DSA got the chance to interview Chris while he was in KL last week for Oracle Cloud Day 2018, where he elaborated on that point. “I think this is now is the right time for artificial intelligence.  It’s the same AI we’ve seen for many years, but two things are different. For AI, you need data and you need algorithms. In years past, we didn’t have as much data, we didn’t have as much compute to process the algorithms. Fast forward to today, cloud gives you unlimited data storage and unlimited computer power. So it’s a key enabler that has allowed machine learning and AI to really become beneficial on a day to day basis.” Oracle Cloud Day is a yearly event organised by Oracle across the region to showcase the innovations that Oracle is bringing to the cloud space.

Chris Chelliah

Oracle first announced its autonomous database services at the end of last year and is now looking to extend it to the cloud. Machine learning, which is quickly accelerating the development of AI and changing the landscape of IT, was one of the focus areas for this year’s Oracle Day. Chris sees AI-powered automation as the next evolution of the cloud. And what exactly does autonomous cloud entail? According to Chris, there are three parts to it. An autonomous cloud has to be:

Self-driving – which means letting the computer handle all the mundane, recurring tasks such as provisioning, securing, monitoring, backup, recovery and troubleshooting, thus increasing productivity

Self-securing – using the patterns of data access to take action and automatically protect your data from external attacks and malicious internal users

Self-Repairing – to provide automated protection from all planned and unplanned downtime, allowing the cloud provider to give the customer a much higher service level

But just a few years ago, big data analytics used to be all the rage before companies started moving on to AI and machine learning. So we asked Chris how do we now differentiate between actual AI and just a good use of analytics. He said, “Traditional analytics used to be based on human introspection of historical data to make predictions that are based purely on mathematic correlation. It was based on inference. Today, more and more analytics is actually AI- and machine learning-based. It keeps learning and narrowing the gap towards the answer, so it’s very different. It’s a model that is correcting itself. And it’s doing that by itself very quickly.”

This progression towards automation is important as the cloud continues to be an important tool that enables enterprises to modernise their business and innovate. One massive difference that the cloud has made over the years is that it has democratised the access to so called “enterprise-grade” technologies that were once only available to the largest companies. Now, organisations big and small have the tools to try fast, fail fast and learn fast, at a fraction of the cost.

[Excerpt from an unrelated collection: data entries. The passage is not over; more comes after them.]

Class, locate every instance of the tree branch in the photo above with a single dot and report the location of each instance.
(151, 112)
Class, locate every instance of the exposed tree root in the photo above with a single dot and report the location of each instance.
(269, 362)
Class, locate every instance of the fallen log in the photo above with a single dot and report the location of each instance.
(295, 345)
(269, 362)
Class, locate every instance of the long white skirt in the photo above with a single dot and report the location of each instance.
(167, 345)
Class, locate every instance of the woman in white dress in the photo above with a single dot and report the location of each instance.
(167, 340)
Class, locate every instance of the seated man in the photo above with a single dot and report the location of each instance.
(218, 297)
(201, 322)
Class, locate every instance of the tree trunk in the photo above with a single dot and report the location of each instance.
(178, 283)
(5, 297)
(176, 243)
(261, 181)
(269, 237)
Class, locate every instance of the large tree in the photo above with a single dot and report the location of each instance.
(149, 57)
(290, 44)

“The traditional barriers that used to be there for people to adopt the cloud (around security, data residency, risk, etc.) are rapidly going away. The cloud makes it easy. You don’t have to be a large organisation to use enterprise-grade software like Oracle’s. Our strategy has been to address that by helping organisations to have a simple, seamless, lowest risk transition to the cloud. Machine learning and AI really depends on the two things we talked about, data and algorithms. With Oracle being in the infrastructure, platform, SaaS and data as a service space in the cloud, I just want to be clear that that puts us in a fantastic position to go out there and make a massive difference. And I think it is the time now for that to explode,” he concluded.